Gopuff. Voly. Flink. Send. Buyk. Delivery startups came thick and fast in recent years, but many have been collapsing just as quickly. Here’s a look at why so many of these companies have come screeching to a halt.
Getting things delivered has never been easier. With the help of software and algorithms, one can get restaurant food, grocery items, booze and even laundry dropped off at their front door, sometimes less than 30 minutes after placing the order.
Pitched a couple of years ago with a never-before-seen business model of ultra-fast delivery, angel investors pounced on the chance to be first to fund the next big thing. Startups in the industry received a total capital injection of US$18.5b in the U.S. in 2021 alone.
Unfortunately, in a number of cases their risk did not pay off. Several of these companies burned through their cash in an unsustainable fashion, with many now defunct and no longer operating.
So what headwinds were they riding into?
Firstly, ultra-fast delivery is a business model with a major challenge: consumers will only pay so much in fees or markups before deciding to just get up and pick up the item themselves. This results in a low price ceiling that eats at profit margins.

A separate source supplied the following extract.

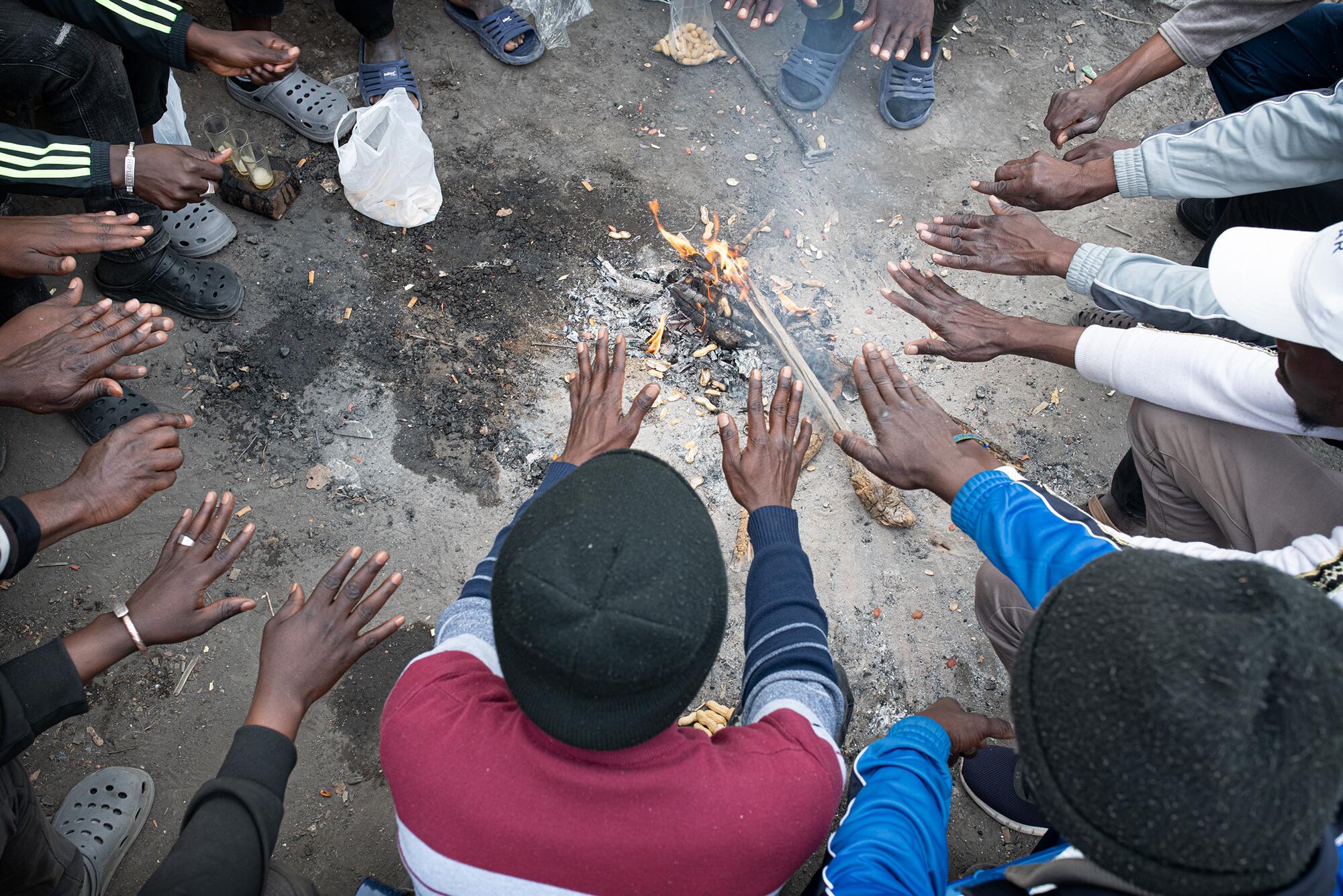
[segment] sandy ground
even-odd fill
[[[223,23],[222,7],[192,5],[207,23]],[[345,23],[321,0],[290,5],[279,30],[302,44],[305,70],[324,79],[353,70],[355,36]],[[571,28],[571,48],[528,69],[506,69],[436,5],[402,3],[399,26],[426,91],[426,130],[445,192],[438,220],[406,234],[359,216],[338,192],[322,189],[320,181],[336,176],[329,146],[244,111],[208,73],[179,73],[193,133],[204,114],[223,109],[274,153],[308,163],[304,192],[285,220],[228,208],[240,234],[216,258],[247,283],[236,320],[183,321],[150,356],[145,392],[197,419],[184,435],[187,463],[177,485],[128,520],[43,552],[0,599],[8,657],[129,595],[176,514],[207,489],[234,489],[259,527],[236,576],[214,590],[257,596],[255,613],[196,642],[122,662],[90,688],[86,716],[47,732],[24,755],[48,810],[102,764],[142,766],[154,775],[153,823],[111,892],[132,893],[153,872],[183,807],[215,772],[242,721],[269,615],[265,595],[278,600],[291,580],[313,582],[352,543],[392,552],[407,582],[389,611],[411,623],[309,713],[275,856],[326,893],[351,892],[365,875],[404,884],[377,760],[381,701],[406,661],[430,643],[434,618],[561,445],[560,377],[571,356],[536,344],[563,343],[567,326],[603,322],[569,320],[603,296],[594,257],[600,253],[626,271],[674,261],[653,230],[649,199],[659,199],[667,226],[688,235],[700,230],[701,204],[732,218],[732,238],[775,208],[772,232],[751,247],[752,269],[761,282],[778,275],[826,283],[798,287],[794,298],[825,309],[800,326],[830,341],[841,364],[865,339],[898,345],[923,336],[917,321],[878,296],[884,263],[905,257],[927,263],[913,236],[916,220],[963,207],[983,211],[982,197],[967,187],[971,177],[1048,149],[1039,121],[1050,91],[1076,78],[1061,70],[1068,52],[1078,67],[1103,70],[1152,32],[1101,9],[1148,23],[1168,15],[1160,5],[1123,0],[974,4],[967,16],[978,19],[962,23],[966,34],[950,42],[954,58],[937,62],[937,109],[915,132],[881,121],[880,66],[854,55],[831,102],[817,116],[796,116],[811,137],[825,136],[837,149],[808,169],[740,64],[681,69],[649,50],[665,28],[662,5],[604,3]],[[759,32],[733,23],[741,47],[771,81],[800,30],[791,8],[779,26]],[[1201,73],[1180,71],[1121,103],[1104,133],[1136,137],[1202,117],[1213,103]],[[658,133],[650,137],[649,128]],[[759,160],[748,161],[747,153]],[[500,208],[513,214],[500,218]],[[825,232],[831,215],[838,220]],[[894,228],[893,215],[904,220]],[[1175,259],[1197,249],[1164,203],[1113,201],[1049,220],[1077,239]],[[608,224],[635,238],[611,240]],[[799,253],[783,238],[786,227],[806,234],[822,258]],[[1084,305],[1052,279],[948,279],[1002,310],[1052,321],[1066,321]],[[415,308],[407,308],[411,296]],[[630,300],[604,296],[614,317],[633,313],[619,308]],[[348,320],[344,309],[352,309]],[[669,341],[681,357],[698,345],[686,333]],[[768,349],[761,356],[767,368],[779,363]],[[1029,455],[1026,470],[1072,500],[1101,489],[1125,447],[1127,399],[1072,371],[1022,359],[963,367],[920,359],[908,368],[948,411],[1014,457]],[[641,382],[631,377],[631,392]],[[740,412],[744,382],[728,387],[723,406]],[[1031,415],[1056,390],[1057,404]],[[861,422],[857,404],[839,404]],[[712,415],[697,414],[689,402],[669,407],[674,412],[650,418],[638,446],[676,458],[688,477],[705,478],[702,494],[731,562],[737,508],[717,466]],[[5,493],[58,482],[83,450],[59,416],[5,411],[0,427],[9,442]],[[688,441],[700,446],[694,463],[684,459]],[[357,484],[346,477],[305,488],[309,467],[338,469],[333,461],[348,465]],[[980,555],[950,531],[947,508],[912,494],[917,524],[884,529],[855,502],[833,445],[815,466],[804,474],[796,506],[830,614],[831,645],[857,696],[846,751],[857,755],[893,721],[943,695],[1006,715],[1009,677],[974,619]],[[657,512],[658,496],[641,498]],[[729,701],[741,670],[745,584],[745,570],[732,566],[729,633],[705,685],[705,695]],[[923,618],[915,621],[913,611]],[[958,875],[1030,846],[1007,837],[959,786],[950,834]]]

The second difficulty is that, for deliveries to be completed at their promised lightning speeds, companies need to have internal warehouses and inventory that come with extremely high fixed costs. This means that breaking even requires a tremendous number of deliveries, perhaps at levels unfeasible for a growing startup.
Lastly, despite now having software to cut costs by making routes efficient, deliveries still can’t be done without one thing: labour. With even established companies such as Uber ($UBER) and DoorDash ($DASH) unable to hire enough drivers to cover demand, imagine the challenge for a relatively unknown market entrant. Not only that, labour costs are high (e.g. $24 an hour in NYC). With the low price ceiling mentioned above, drivers and riders have to complete an at-times unrealistic number of deliveries for the company to profit.
Presently, American ultra-fast delivery companies Buyk, Fridge No More and 1520, as well as Australia’s Voly, are among those that have shut down permanently. The survivors of the industry have laid off at least 8,250 employees just in the U.S. in order to cut costs.